Numa modorrenta noite de quinta-feira, um vestido curto da cor do pecado, faz uma universidade virar palco de uma revolta, um país ser taxado de preconceituoso e vir à tona questionamentos e discussões sobre moral, bons costumes e a famosa liberdade de expressão.
O fatídico episódio do dia 22 de outubro na universidade paulistana fez literalmente o país parar. Teve uma comoção e uma repercussão muito maior que a questão da pobreza e da falta de saneamento básico em nosso país. Ou seja, o país parou para “discutir/ refletir” o tamanho do comprimento do vestido usado numa universidade e a reação de seus alunos.
 Pode-se dizer que nesta história há três personagens: a moça, os alunos e a mídia. A moça do vestido que o utilizou para mostrar suas formas voluptuosas, com a roupa que lhe convinha, os alunos que manifestaram, expressaram tempestiva e calorosamente suas opiniões e desaprovações aos trajes e comportamentos da moça e a mídia por divulgar, explorar, defender e acusar da maneira que lhe parecesse conveniente, ressalta-se que esta é considerada por muitos como sendo o 4º poder de um país. Ambos utilizaram-se do seu direito à liberdade de expressão.
O xis da questão é: Afinal o que é liberdade de expressão? O que é o meu direito à liberdade de expressão?
Liberdade expressão é uma das bases da Democracia e está em nossa Constituição nos artigos 5º, inciso IV, IX, XIV e artigo 220, parágrafo 1º e 2º permitindo a livre manifestação de pensamento, criação, expressão da atividade intelectual, artística, científica e de comunicação, sendo vedada toda e qualquer censura de natureza política, ideológica e artística.
Temos o direito de ir e vir, falar, usar, divulgar, criticar, defender, apoiar, ou seja, podemos nos expressar da forma como bem entendermos. Portanto, qualquer atitude que contrarie esse princípio está lesando o meu e o seu direito à liberdade de expressão.
Numa história há sempre dois lados e, com isso, duas versões. Neste caso, temos três lados sobre o direito à liberdade de expressão:
A moça do vestido utilizou-se da liberdade ao escolher seu vestido, como roupa adequada para ir à universidade. Um fato é certo: existem normas, padrões e comportamento de roupas, impostos pela sociedade, para cada situação. É por isso que temos o traje black tié, traje a passeio, traje passeio completo. A roupa que se usa na oficina mecânica não é a mesma que se usa no parque Ibirapuera, assim como a roupa que se vai ao baile funk não se adentra ao fórum.
Os alunos que manifestaram sua liberdade de expressão ao exporem seus pontos de vistas, opiniões com palavras, gritos, ofensas, fotos, filmagens e discussões das mais variadas e calorosas ao terem um padrão de comportamento quebrado, um fato esporádico, incomum ao universo acadêmico daquela universidade. Mas isso não dá ao direito de fazer linchamento moral, hostilidade ou qualquer forma de agressão.

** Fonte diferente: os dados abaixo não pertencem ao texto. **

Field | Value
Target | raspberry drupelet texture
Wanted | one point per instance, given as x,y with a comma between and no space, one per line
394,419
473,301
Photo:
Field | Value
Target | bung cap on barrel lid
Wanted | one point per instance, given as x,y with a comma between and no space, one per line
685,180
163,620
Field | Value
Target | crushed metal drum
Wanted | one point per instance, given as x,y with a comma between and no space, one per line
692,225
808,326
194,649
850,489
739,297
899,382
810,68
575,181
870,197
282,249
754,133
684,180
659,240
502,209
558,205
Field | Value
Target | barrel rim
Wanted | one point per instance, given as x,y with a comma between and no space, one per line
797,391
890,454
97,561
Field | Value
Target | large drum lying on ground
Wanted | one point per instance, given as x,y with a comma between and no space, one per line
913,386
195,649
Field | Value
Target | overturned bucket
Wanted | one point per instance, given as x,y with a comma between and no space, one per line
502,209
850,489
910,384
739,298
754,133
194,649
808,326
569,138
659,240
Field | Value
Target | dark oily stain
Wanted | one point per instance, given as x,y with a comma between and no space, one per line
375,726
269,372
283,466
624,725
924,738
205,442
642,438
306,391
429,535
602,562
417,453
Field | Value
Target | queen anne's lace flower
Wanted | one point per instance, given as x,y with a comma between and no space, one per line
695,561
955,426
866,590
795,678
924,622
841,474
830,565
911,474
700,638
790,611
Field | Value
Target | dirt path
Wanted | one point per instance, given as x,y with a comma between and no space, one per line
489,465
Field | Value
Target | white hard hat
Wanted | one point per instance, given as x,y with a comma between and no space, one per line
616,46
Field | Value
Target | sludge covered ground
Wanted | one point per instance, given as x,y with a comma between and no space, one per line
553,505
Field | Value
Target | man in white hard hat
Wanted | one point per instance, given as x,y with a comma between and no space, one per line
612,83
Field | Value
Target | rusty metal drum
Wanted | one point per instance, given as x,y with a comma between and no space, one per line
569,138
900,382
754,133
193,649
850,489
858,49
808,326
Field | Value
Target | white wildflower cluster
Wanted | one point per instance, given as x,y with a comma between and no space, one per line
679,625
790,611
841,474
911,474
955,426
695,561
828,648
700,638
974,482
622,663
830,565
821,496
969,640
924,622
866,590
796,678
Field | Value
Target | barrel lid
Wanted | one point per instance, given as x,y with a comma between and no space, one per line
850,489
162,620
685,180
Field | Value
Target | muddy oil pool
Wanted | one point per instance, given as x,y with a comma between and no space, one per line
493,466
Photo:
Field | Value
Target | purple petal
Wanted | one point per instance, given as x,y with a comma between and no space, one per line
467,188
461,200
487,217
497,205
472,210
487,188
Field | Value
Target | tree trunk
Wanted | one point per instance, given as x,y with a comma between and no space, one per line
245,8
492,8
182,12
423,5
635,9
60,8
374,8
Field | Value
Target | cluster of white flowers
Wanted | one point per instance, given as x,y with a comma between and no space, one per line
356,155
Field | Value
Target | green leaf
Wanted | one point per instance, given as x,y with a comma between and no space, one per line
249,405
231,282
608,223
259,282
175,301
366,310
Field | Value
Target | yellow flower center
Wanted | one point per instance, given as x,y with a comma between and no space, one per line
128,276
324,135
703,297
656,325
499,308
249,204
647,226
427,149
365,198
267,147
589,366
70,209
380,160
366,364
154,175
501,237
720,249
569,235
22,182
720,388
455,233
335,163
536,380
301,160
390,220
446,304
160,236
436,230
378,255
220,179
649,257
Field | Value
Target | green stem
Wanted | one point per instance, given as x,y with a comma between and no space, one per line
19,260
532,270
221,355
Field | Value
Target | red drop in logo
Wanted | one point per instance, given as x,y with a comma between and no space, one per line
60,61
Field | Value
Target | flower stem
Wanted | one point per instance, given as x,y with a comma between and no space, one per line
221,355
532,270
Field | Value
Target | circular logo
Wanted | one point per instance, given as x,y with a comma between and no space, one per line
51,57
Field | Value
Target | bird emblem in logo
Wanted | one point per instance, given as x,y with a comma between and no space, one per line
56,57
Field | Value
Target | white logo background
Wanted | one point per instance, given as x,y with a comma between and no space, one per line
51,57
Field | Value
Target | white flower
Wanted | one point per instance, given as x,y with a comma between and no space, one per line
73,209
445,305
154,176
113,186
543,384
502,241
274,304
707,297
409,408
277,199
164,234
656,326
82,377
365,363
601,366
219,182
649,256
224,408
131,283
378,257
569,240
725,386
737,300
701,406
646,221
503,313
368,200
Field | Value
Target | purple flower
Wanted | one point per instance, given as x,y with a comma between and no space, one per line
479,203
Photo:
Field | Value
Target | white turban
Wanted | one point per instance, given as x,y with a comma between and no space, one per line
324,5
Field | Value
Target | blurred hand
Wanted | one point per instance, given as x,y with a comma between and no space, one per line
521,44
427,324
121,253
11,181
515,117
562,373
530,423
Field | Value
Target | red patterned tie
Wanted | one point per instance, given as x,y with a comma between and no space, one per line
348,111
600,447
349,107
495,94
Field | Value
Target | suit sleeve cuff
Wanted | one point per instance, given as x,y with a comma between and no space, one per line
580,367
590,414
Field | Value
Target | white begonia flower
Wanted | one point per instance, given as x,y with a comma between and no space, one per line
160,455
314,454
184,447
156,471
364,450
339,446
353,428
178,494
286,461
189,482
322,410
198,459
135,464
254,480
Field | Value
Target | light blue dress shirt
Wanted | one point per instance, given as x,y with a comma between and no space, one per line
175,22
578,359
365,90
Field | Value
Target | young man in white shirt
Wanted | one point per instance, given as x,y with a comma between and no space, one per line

 A mídia é a que mais se utiliza da liberdade de expressão, pois publica, edita e dá ênfase ao que lhe interessa. Nesse episódio, a forma como foram mostradas as imagens, dá a entender que os alunos são vândalos que deixaram de frequentar as suas aulas para fazerem o motim. No entanto, esqueceram de mencionar que o ápice da história aconteceu durante o horário de intervalo, onde todos os alunos estavam fora da sala de aula e que se fosse em qualquer outro dia da semana lá também estariam.
A grande maioria dos alunos estava curiosa para ver o que estava acontecendo, como era a moça e o seu vestido e não para ofendê-la ou execrá-la. Porém, da forma sensacionalista como a história foi divulgada, sob a óptica de um dos lados da história, denegriu-se a imagem dos alunos que lá estudam, assim como a da universidade.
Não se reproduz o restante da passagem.